Im Anschluss daran wurde der GC Murstätten besucht.

Baronin Marie-Helene BACHOFEN-ECHT brachte uns beim Essen die Geschichte dieses Traditionsclubs näher und HeadGreenkeeper Franz HABITH führte uns kompetent über die Anlage.

 

Einer  der führenden  Steirischen Golfanlagen  veränderte  sich durch die zunehmende Zahl und Wachsen der Baumgruppen  in den Jahren seit der Gründung 1989  von einem sehr  naturnah angelegten Inland Links Course   in einen Parkland Course.  Rund  um den See  bietet  sich eine Vielzahl spannender Aspekte,  spielerisch  als  auch landschaftlich.  Gestaltend kamen auch  ein japanischer Garten, ein Bootshaus aber auch moderne Brücken mit Nirostanetzen  hinzu. Frei stehende riesige Solitärbäume sind ebenso charmant  wie großzügige Roughflächen  oder geschickt  gruppierte Birkenwäldchen. Die   aufgrund  der vorherigen landwirtschaftlichen Nutzung  der Flächen stets vorhandenen Unkrauthirsen verlangten besonders in feuchtwarmen Jahren wie 2008 erhöhte Aufmerksamkeit.  Besonderheiten  der Grünpflege am GC Murstätten: 7 Tage in der Woche gemäht, davon auch 3 Mal doppelt gemäht. Es erfolgt aber kein Rollen der auf 3,3mm geführten Grüns.

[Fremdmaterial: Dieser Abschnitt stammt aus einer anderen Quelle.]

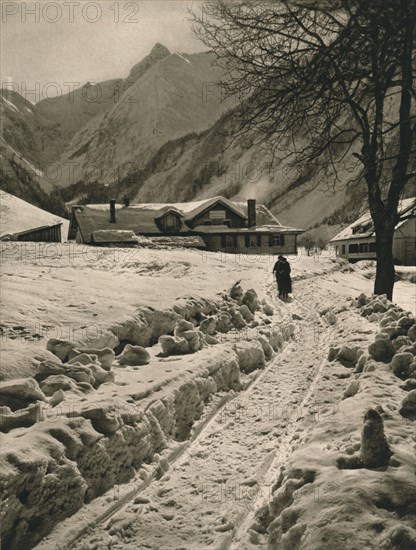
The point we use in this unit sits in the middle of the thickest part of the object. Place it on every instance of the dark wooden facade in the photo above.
(48, 234)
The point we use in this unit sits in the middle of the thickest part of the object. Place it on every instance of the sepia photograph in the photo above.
(208, 275)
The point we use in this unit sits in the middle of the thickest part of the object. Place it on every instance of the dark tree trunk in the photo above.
(385, 272)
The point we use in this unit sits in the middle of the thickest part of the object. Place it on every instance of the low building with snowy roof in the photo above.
(21, 221)
(358, 240)
(220, 224)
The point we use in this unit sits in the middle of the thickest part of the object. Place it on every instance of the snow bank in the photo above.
(350, 481)
(94, 417)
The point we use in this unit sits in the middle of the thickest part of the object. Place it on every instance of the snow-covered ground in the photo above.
(258, 473)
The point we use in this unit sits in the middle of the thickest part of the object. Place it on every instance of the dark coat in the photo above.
(284, 281)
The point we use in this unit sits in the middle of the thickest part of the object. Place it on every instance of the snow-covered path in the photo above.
(223, 476)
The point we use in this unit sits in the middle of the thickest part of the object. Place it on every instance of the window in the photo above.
(217, 215)
(228, 241)
(253, 241)
(170, 223)
(277, 240)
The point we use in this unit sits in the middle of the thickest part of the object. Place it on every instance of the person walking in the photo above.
(282, 270)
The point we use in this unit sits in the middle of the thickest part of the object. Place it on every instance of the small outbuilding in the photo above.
(358, 240)
(21, 221)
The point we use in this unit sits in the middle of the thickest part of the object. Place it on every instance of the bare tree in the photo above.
(331, 84)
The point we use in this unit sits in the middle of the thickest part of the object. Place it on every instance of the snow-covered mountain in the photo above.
(160, 134)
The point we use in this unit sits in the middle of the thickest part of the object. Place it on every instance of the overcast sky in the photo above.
(80, 41)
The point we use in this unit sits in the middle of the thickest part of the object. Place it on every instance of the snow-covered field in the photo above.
(251, 441)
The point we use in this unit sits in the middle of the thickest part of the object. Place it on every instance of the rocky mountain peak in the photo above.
(157, 53)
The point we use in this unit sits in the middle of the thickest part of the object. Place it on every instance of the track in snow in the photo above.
(217, 480)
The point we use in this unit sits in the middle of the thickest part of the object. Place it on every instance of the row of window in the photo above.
(252, 240)
(359, 248)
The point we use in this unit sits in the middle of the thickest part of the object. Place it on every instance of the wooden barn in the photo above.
(21, 221)
(221, 224)
(358, 241)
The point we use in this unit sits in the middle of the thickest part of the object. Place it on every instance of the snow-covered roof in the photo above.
(363, 226)
(18, 216)
(141, 218)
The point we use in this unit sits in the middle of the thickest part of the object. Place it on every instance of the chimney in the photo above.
(251, 212)
(112, 211)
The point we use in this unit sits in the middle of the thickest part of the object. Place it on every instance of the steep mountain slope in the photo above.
(161, 134)
(166, 102)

Eine Neuigkeit stellen  auch die  senkrecht in  den Bunker versenkten Bunkerrechen dar, welche vor allem der Pflegemannschaft Zeit sparen helfen.

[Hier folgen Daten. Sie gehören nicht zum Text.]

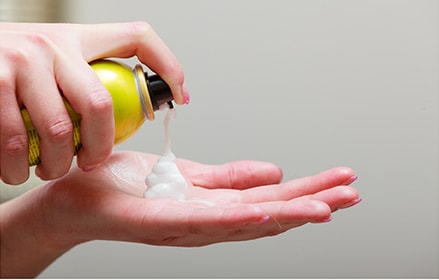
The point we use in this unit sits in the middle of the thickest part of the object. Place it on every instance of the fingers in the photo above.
(299, 187)
(14, 167)
(234, 175)
(136, 38)
(93, 102)
(53, 125)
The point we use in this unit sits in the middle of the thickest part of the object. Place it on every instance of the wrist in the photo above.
(26, 247)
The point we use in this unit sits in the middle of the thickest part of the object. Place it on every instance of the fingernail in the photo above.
(350, 204)
(89, 168)
(350, 180)
(185, 94)
(325, 220)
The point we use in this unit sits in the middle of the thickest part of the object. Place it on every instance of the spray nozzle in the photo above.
(159, 91)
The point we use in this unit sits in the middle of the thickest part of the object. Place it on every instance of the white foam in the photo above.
(165, 179)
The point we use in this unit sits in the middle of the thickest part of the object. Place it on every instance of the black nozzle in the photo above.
(159, 91)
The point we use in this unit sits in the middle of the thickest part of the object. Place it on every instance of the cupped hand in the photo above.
(37, 61)
(231, 202)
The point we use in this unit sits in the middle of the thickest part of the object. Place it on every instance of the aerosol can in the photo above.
(136, 96)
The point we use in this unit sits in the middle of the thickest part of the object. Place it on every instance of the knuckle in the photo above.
(16, 145)
(100, 103)
(141, 29)
(59, 129)
(33, 45)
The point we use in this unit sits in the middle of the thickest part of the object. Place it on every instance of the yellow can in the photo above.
(135, 98)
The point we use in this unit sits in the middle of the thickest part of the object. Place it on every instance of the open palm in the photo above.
(231, 202)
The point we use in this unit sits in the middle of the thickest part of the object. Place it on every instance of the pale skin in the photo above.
(249, 202)
(37, 61)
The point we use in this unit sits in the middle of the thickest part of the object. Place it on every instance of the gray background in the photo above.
(308, 85)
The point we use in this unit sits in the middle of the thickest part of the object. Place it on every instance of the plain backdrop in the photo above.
(308, 85)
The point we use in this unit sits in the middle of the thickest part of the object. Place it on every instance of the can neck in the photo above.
(142, 89)
(153, 92)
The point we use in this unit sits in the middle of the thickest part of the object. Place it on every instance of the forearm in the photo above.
(24, 252)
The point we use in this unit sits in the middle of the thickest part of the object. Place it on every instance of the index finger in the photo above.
(135, 38)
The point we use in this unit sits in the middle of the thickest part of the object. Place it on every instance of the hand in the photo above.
(37, 61)
(246, 198)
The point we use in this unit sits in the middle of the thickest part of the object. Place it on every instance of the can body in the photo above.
(120, 81)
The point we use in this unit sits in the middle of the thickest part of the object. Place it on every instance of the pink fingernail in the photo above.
(262, 220)
(352, 203)
(350, 180)
(185, 93)
(89, 168)
(325, 220)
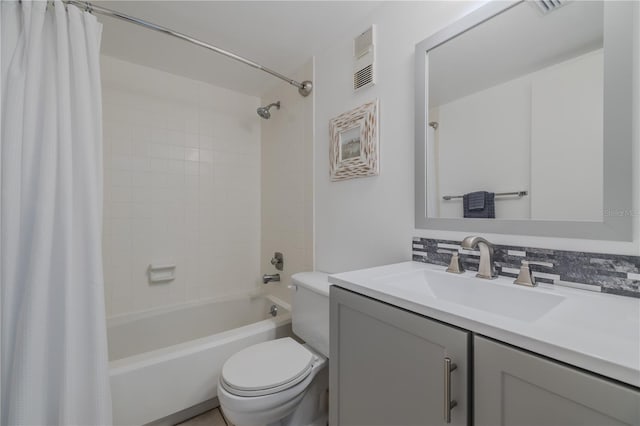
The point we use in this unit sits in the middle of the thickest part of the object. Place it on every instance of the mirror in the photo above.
(524, 121)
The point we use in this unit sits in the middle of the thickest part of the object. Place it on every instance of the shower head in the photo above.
(264, 111)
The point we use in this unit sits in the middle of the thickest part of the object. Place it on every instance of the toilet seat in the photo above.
(267, 368)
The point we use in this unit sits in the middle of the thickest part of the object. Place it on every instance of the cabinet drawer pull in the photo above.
(448, 403)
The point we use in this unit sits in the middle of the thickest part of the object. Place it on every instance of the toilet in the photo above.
(282, 382)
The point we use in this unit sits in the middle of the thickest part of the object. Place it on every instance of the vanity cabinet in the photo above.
(515, 388)
(388, 368)
(388, 365)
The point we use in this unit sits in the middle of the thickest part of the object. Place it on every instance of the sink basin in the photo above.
(508, 300)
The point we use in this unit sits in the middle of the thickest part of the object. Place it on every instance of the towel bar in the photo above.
(519, 194)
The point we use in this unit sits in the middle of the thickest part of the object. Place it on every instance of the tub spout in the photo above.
(266, 278)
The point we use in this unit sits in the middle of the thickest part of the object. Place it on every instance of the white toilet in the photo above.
(282, 382)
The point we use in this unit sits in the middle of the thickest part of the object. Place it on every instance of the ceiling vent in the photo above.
(546, 6)
(364, 59)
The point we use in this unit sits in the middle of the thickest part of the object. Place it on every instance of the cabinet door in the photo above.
(387, 365)
(513, 387)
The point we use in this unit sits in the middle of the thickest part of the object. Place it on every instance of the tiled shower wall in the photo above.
(182, 185)
(606, 273)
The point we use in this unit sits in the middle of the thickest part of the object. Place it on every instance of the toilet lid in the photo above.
(267, 365)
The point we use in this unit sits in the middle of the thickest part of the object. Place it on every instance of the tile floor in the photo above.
(210, 418)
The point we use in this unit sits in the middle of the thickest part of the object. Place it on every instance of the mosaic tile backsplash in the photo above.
(606, 273)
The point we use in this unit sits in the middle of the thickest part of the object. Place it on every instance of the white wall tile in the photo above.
(161, 203)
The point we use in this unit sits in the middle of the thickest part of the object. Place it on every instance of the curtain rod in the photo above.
(304, 88)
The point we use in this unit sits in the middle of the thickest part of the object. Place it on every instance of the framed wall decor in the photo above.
(354, 143)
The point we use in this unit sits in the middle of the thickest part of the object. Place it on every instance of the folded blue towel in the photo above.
(476, 200)
(479, 205)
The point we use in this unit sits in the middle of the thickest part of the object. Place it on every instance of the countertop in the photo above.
(593, 331)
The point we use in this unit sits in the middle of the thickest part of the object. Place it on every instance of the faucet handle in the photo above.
(455, 266)
(525, 277)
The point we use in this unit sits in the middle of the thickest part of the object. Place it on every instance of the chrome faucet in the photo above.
(486, 268)
(266, 278)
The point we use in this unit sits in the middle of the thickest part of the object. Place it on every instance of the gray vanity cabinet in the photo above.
(516, 388)
(388, 365)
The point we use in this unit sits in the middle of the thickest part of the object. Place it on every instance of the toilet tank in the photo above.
(310, 315)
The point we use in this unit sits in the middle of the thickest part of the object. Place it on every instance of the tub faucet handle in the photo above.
(525, 277)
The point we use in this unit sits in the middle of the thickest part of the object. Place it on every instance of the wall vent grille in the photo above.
(363, 77)
(546, 6)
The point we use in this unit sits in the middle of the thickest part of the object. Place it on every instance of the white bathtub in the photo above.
(165, 361)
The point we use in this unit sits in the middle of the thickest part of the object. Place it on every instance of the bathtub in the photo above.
(164, 361)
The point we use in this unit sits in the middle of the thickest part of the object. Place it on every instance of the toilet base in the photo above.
(311, 407)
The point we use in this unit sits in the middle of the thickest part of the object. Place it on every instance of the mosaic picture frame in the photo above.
(354, 144)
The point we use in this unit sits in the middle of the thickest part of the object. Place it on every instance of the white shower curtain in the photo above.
(53, 342)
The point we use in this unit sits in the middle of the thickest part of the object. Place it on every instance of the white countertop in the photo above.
(594, 331)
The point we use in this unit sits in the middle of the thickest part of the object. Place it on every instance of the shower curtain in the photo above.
(53, 336)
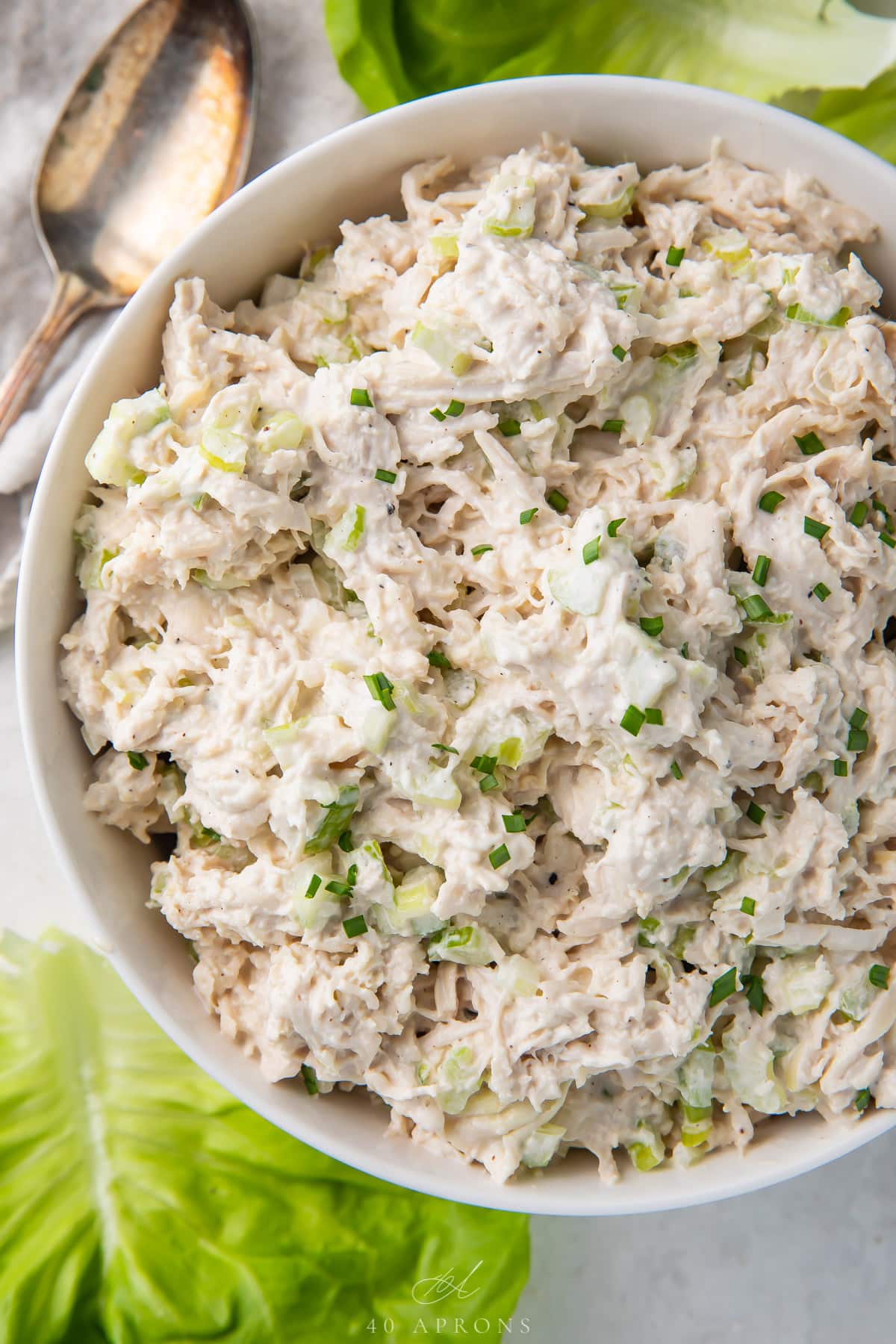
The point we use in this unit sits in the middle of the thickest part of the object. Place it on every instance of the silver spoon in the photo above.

INFO: Seit 2009 ist das System nun offiziell von St.Andrews anerkannt!!! Infos dazu finden sich unter www.scorpiorakesystem.at

 Der großzügige  ausgestattete Maschinenpark und die  Pflegemannschaft mit 14 Mann Personal  gewährleisten eine angemessen schlagkräftige Pflege  dieser 36 Lochanlage mit 4 Putting Grüns und 2 Driving Ranges .

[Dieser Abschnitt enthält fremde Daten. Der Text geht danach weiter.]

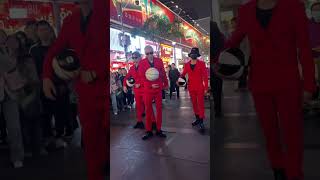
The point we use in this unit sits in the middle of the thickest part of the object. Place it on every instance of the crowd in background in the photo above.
(122, 101)
(31, 124)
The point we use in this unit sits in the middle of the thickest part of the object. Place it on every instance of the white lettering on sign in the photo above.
(18, 13)
(33, 9)
(63, 14)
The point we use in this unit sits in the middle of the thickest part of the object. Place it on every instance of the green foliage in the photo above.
(157, 27)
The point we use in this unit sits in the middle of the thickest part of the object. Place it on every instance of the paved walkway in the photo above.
(184, 154)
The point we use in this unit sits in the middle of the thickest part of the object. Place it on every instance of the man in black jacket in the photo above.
(174, 75)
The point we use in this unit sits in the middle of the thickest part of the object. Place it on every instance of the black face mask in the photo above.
(194, 56)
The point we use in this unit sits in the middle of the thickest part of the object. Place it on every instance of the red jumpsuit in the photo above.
(91, 47)
(274, 78)
(138, 92)
(150, 93)
(197, 85)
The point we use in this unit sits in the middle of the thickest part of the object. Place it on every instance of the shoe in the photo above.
(218, 115)
(201, 126)
(279, 174)
(60, 143)
(43, 152)
(28, 154)
(69, 134)
(160, 134)
(18, 164)
(154, 126)
(196, 122)
(139, 125)
(148, 135)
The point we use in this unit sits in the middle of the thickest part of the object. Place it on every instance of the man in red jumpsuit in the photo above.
(138, 90)
(153, 90)
(86, 32)
(198, 85)
(276, 29)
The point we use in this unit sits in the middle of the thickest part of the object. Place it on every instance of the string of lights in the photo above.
(174, 7)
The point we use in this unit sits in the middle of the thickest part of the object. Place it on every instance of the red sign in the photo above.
(28, 11)
(66, 9)
(166, 53)
(133, 14)
(4, 9)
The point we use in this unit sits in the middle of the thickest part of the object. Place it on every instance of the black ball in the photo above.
(231, 63)
(130, 81)
(68, 60)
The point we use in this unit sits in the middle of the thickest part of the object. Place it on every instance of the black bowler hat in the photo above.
(194, 51)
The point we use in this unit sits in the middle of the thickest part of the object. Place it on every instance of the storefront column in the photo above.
(56, 14)
(215, 12)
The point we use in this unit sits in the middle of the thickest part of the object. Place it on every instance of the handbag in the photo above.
(14, 80)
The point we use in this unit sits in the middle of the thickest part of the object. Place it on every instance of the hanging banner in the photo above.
(166, 53)
(4, 9)
(66, 9)
(15, 14)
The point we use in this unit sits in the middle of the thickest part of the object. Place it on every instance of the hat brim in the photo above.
(196, 54)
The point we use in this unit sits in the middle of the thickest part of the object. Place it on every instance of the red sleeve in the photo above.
(127, 77)
(305, 53)
(164, 75)
(239, 33)
(184, 72)
(60, 44)
(100, 16)
(205, 76)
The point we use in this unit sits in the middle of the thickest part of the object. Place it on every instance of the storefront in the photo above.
(166, 54)
(15, 14)
(135, 44)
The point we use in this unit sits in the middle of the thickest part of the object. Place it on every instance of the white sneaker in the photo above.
(43, 152)
(28, 154)
(60, 143)
(18, 164)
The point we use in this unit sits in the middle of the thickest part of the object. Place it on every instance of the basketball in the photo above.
(66, 65)
(231, 64)
(152, 74)
(130, 82)
(181, 82)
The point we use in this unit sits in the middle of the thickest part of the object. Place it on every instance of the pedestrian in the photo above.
(138, 88)
(153, 90)
(174, 75)
(198, 85)
(278, 35)
(83, 31)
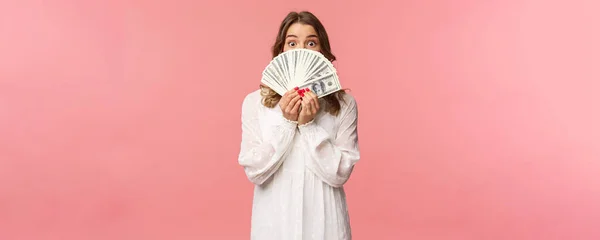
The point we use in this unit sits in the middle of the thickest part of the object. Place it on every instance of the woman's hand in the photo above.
(290, 104)
(310, 107)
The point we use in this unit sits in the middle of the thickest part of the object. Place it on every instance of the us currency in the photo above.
(323, 85)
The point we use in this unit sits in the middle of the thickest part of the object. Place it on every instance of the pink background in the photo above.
(121, 119)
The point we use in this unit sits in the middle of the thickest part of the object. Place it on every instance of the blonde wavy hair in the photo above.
(270, 97)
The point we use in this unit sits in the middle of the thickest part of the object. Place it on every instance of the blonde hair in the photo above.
(270, 97)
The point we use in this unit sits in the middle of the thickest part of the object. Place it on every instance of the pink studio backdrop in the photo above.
(478, 119)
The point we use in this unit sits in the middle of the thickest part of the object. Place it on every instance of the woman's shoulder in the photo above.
(347, 101)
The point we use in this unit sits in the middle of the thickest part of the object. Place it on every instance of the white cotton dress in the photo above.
(298, 171)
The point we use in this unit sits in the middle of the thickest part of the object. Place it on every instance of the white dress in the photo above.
(298, 171)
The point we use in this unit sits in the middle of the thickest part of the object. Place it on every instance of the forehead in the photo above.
(301, 30)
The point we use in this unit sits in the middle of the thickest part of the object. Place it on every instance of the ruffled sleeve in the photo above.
(332, 158)
(262, 157)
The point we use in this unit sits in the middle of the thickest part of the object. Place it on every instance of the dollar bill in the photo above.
(323, 85)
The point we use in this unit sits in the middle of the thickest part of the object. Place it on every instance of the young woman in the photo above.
(299, 150)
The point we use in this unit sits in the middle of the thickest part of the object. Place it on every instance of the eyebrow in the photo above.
(309, 36)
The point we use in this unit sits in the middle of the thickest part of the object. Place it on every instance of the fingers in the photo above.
(296, 107)
(287, 97)
(293, 103)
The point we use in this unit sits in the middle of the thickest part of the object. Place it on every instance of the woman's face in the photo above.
(301, 36)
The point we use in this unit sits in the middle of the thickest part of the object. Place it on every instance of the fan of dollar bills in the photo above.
(301, 68)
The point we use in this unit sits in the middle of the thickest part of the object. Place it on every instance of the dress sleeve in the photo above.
(332, 158)
(262, 157)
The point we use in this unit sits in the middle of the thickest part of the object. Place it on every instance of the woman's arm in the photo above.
(332, 158)
(262, 157)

Abschließend möchte die Greenkeeper-Akademie Warth allen beteiligten HeadGreenkeepern und mitwirkenden Personen aber besonders bei der Fa. Rasen MAIERHOLD für die perfekte Betreuung vor Ort danken.

 

Die Sommerbildung-Open 2009 wird von 14.-16. Juli in Bayern und Tirol stattfinden.